Read the words carefully. Through it all flows the notion of the supremacy of man on all his surveys, the sense that it all exists to be conquered by man, while man stands aloof and arrogant from it all, confident of his hegemony, his ultimate victory in a conflict to dominate and subjugate all that he surveys.

Every description that Ayn Rand lined up for her hero was drained of what she saw as weak-kneed sentimentality. Roark is gaunt-cheeked, his eyes are cold and his mouth and veneer contemptuous. One sees what Rand was aiming at. A refugee from the excesses of Communism, she was painting the heroic individual against the tyranny of the masses, the superego versus the cog in the wheel; and in each, the superego wins.

But the world of the Vedantin recognizes the futility of both these approaches. And it is because these are the choices that the world mostly throws at us that we need a sense of our relationship with ourselves, with a mystery that goes deep into our subconscious.

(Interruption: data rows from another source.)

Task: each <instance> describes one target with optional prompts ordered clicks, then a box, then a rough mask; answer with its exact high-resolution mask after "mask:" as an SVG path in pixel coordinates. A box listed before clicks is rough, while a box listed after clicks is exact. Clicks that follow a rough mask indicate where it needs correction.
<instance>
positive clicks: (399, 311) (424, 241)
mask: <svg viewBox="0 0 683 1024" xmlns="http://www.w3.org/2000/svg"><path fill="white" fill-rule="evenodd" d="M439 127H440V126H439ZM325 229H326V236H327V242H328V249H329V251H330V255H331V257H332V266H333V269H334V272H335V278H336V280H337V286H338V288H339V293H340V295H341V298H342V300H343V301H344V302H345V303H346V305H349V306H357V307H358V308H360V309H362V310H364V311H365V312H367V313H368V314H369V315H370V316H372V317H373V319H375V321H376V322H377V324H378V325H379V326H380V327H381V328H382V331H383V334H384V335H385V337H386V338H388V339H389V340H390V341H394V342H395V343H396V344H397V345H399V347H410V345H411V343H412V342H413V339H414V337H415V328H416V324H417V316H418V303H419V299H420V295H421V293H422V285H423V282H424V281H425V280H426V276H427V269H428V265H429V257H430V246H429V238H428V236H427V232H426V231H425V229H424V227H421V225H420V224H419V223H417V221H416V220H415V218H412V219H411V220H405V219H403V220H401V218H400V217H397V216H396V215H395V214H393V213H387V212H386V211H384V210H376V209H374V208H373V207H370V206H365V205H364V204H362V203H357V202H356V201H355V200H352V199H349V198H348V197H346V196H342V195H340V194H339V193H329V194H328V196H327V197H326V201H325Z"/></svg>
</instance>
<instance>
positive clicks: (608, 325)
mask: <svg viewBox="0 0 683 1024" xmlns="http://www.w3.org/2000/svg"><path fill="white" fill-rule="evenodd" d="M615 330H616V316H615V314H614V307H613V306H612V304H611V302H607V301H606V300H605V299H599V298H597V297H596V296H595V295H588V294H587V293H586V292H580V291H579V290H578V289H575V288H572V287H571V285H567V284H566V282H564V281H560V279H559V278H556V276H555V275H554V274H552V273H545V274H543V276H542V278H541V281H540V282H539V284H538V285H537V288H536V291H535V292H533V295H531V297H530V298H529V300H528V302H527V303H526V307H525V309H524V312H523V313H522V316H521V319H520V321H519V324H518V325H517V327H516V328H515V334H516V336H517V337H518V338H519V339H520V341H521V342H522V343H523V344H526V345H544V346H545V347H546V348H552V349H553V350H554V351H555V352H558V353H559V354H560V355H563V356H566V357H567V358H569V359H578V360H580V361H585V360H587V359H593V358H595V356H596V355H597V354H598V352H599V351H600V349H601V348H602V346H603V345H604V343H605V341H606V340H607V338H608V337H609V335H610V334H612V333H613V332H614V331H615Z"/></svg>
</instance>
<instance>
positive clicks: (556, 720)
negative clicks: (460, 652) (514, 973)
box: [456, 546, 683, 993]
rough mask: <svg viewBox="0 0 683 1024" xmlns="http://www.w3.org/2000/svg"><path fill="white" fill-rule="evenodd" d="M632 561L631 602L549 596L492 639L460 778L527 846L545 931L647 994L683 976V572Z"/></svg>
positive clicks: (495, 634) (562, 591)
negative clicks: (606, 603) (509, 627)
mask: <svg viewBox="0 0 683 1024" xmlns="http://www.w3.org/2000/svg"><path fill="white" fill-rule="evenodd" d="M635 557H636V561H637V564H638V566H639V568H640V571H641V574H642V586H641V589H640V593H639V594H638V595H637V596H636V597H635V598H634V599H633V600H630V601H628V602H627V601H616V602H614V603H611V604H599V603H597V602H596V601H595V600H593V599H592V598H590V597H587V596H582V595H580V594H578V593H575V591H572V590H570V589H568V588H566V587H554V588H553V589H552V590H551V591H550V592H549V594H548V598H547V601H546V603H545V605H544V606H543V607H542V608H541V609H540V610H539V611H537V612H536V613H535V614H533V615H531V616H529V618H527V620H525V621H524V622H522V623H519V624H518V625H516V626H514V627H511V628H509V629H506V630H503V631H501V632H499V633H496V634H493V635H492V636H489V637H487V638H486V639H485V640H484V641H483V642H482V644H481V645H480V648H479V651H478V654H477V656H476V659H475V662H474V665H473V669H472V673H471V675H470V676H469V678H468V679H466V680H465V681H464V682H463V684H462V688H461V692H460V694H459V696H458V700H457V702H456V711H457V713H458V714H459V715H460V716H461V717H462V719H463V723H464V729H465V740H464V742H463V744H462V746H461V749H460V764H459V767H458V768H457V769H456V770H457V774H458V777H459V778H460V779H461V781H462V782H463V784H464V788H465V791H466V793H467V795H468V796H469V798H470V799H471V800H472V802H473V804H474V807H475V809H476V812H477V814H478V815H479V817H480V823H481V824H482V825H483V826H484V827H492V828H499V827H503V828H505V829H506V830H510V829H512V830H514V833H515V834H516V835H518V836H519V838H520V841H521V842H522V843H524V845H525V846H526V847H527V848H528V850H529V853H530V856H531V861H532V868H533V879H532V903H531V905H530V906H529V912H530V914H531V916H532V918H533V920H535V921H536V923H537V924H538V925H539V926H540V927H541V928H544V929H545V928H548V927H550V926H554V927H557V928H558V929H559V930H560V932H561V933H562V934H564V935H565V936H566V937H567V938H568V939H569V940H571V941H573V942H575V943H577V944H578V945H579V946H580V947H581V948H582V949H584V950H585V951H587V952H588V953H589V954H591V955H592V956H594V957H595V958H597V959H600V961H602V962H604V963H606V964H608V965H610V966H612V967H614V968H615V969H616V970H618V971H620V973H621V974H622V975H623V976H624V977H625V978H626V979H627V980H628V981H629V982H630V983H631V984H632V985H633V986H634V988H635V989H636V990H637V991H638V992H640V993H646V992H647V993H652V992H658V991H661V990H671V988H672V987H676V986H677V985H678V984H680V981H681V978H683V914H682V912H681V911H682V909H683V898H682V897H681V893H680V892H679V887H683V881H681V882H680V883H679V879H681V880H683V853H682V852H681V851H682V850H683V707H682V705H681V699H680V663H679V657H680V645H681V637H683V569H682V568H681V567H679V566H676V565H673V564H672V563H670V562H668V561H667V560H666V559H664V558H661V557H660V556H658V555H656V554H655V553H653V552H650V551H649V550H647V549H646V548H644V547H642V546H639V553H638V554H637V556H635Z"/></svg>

Ours is a world that serves sermons in playbooks for children and in self-help books for adults. The book we need though ought to do neither. It merely needs to push us to use that sense of rational morality that Gandhi preached, of which he said,

“I have no hesitation in rejecting scriptural authority of a doubtful character… Indeed I would reject all scriptural authority if it is in conflict with sober reason or the dictates of the heart. Authority sustains and ennobles the weak when it is the hand-work of reason, but it degrades them when it supplants reason sanctified by the still small voice within.”

We need a new kind of start-up that helps us answer the questions within because no matter how many questions we address without, unless the ones within are answered, there cannot be peace. These answers do not need to be discovered. That is perhaps the happiest situation. We already know that they exist. We know where to find them, and we know that they lie in the collective conscious of humankind. What we have not yet managed is a seamless, everyday way for everyone to access the answers, or even start on the process of accessing the answers.

How do you begin? By understanding that if you are going to stand naked on a cliff, enjoy the view and remember that it is all part of you.

Hindol Sengupta is the author, most recently, of 'Life, Death and the Ashtavakra Gita', co-written with Bibek Debroy.